Although there has been
more openness to international diversification, for instance in
Nordic currencies.

“The asset allocation we
propose includes a significant exposure to foreign equities that
are not currency hedged. The recommended fixed income exposure is
essentially in domestic currencies because the currency volatility
is not rewarded by sufficiently higher yields.

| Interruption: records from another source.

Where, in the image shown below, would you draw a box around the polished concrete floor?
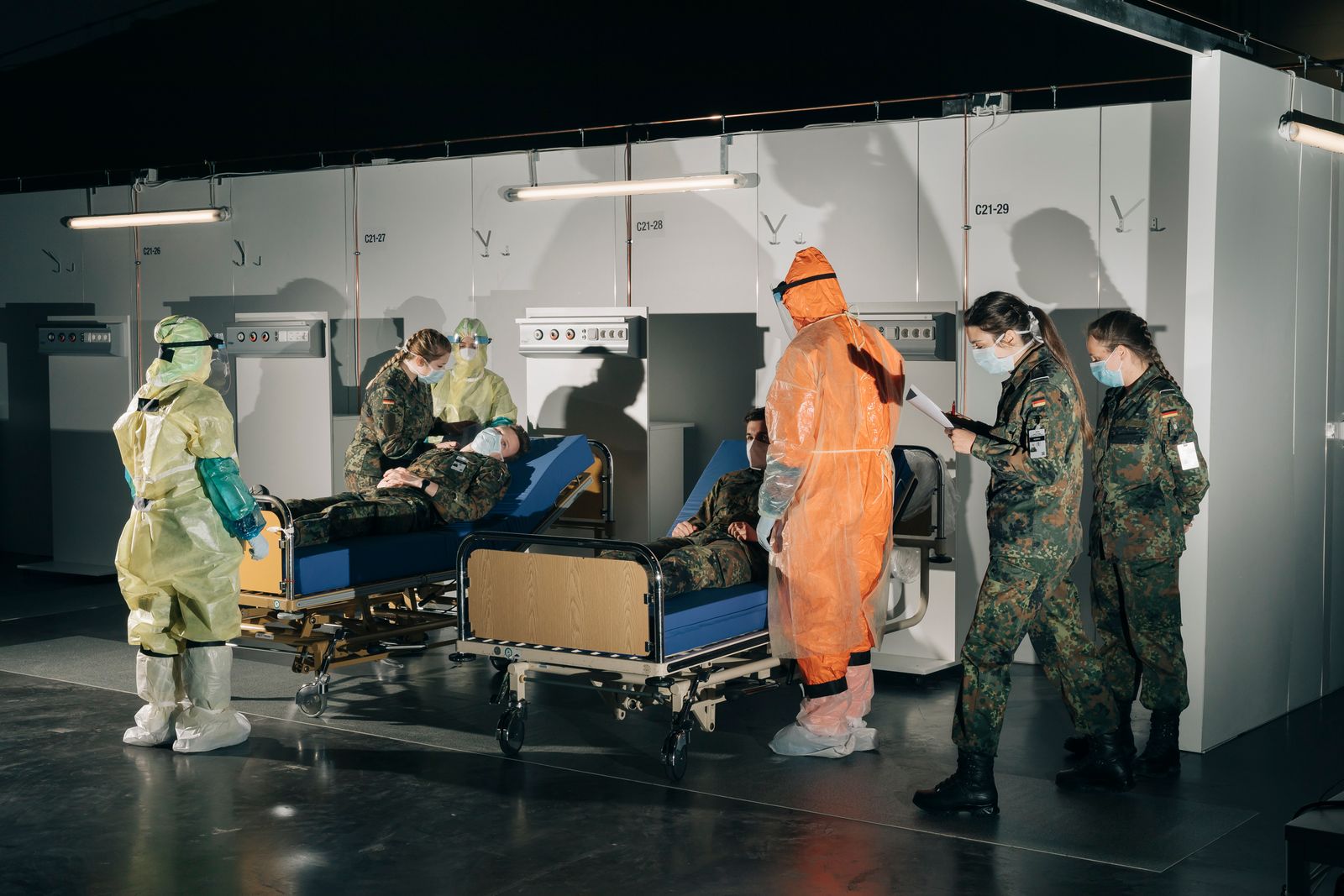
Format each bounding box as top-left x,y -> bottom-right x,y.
0,558 -> 1344,894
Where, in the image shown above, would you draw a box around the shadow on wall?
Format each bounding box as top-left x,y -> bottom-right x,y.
341,296 -> 457,414
0,302 -> 94,556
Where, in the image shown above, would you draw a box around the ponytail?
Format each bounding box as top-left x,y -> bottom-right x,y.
965,293 -> 1093,448
1026,305 -> 1093,448
1087,311 -> 1179,385
374,327 -> 453,379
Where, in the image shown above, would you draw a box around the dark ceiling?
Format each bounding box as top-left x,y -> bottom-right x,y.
0,0 -> 1344,192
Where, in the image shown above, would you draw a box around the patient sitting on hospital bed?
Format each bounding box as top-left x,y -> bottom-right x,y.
601,407 -> 770,598
286,426 -> 529,548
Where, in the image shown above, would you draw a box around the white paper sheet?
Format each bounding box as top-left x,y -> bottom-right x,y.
906,385 -> 954,430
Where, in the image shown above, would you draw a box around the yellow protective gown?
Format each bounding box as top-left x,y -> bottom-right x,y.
759,247 -> 905,690
434,317 -> 517,426
113,318 -> 244,654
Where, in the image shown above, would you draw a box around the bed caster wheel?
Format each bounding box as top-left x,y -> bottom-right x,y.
663,731 -> 690,782
294,681 -> 327,719
495,710 -> 527,757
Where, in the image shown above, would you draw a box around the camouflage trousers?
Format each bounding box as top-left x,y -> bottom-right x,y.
286,488 -> 439,548
1091,558 -> 1189,712
952,553 -> 1118,757
601,537 -> 769,598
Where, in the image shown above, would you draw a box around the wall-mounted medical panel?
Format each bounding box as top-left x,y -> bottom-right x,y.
470,146 -> 627,427
630,134 -> 759,314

Keeping the
portfolio within controllable risk boundaries is the
rationale.”

When asked whether
increased demand for investments in emerging markets will encourage
clients to move some of their cash holdings into renminbi or
Singapore dollars, Duret observes that while private clients are
acknowledging that the Chinese currency will have a more
internationalised market, they are also admitting that this process
is slow.

“Asian clients are
naturally more open to this development,” he says.

“For most private
clients, exposure outside their base currency remains driven by an
interest in assets and not by a pure currency exposure.”

While Swiss private bank
Bank Sarasin advises international on diversification, some of its
clients switched all their assets to Swiss francs during the euro
crisis of August 2011 “to protect their purchasing power”, observes
chief strategist Philipp Baertschi.

Bank Sarasin’s head of
portfolio management, Othmar Keiser, outlines the bank’s approach
to foreign exchange.

“In fixed income
securities we do not recommend taking risks generally,” he
says.

“We assume performance
advantages of interest rates are being evaporated by currency
fluctuations in the long run, although short-term investments (or
currency hedges) and investments in emerging currencies might be
beneficial for overall portfolio risk management,” he says.

 

Asian shift some
way off

Baertschi and Keiser agree
that any major shift towards the Chinese or Singaporean currencies
is some way off.

 “The renminbi in
particular is not freely tradable and the Singapore dollar is quite
a small currency in terms of trading volume.”

“US and European clients
can usually access diversified emerging markets instruments via
dollar or euro.”

In terms of recent
trends, Audrey Childe-Freeman, global head of currency strategy at
JP Morgan Private Bank, refers to the Swiss franc having become
much less of a one way upward trade than it was this time last year
as a result of the maximum exchange rate imposed in September 2011
and mounting deflationary forces.

She describes currency
diversification as an appealing way to get exposure to countries on
which JP Morgan has long term, structurally bullish economic
views.

“We believe in the long
term Asia story and currency diversification is a good way to
implement that view. In particular, notwithstanding a more
symmetric trading outlook for the next three to six months, we are
also of the view that the renminbi will pursue its gradual
appreciation trend of the past few months.”

Childe-Freeman adds that
“one of our very few reservations on the Singapore dollar safe
haven argument relates to the relatively small size of its market,
implying a potential lack of liquidity at times of market
stress”.

She concludes that
irrespective of domestic cyclical considerations, the dollar, euro,
sterling and Swiss franc remain the core currencies in most
currency diversification strategies.

“You still want to hold
the dollar for its ultimate safe haven status, the euro for its
highly liquid virtues and sterling for its highly liquid virtues
and as a way of maintaining exposure to Europe without suffering
any eurozone existentialist jitter.

“The Swiss franc has
become more ‘of a special case’ considering the Swiss National
Bank’s ceiling, but it remains in the core currencies bloc and will
be bid at times of eurozone deterioration,” she adds.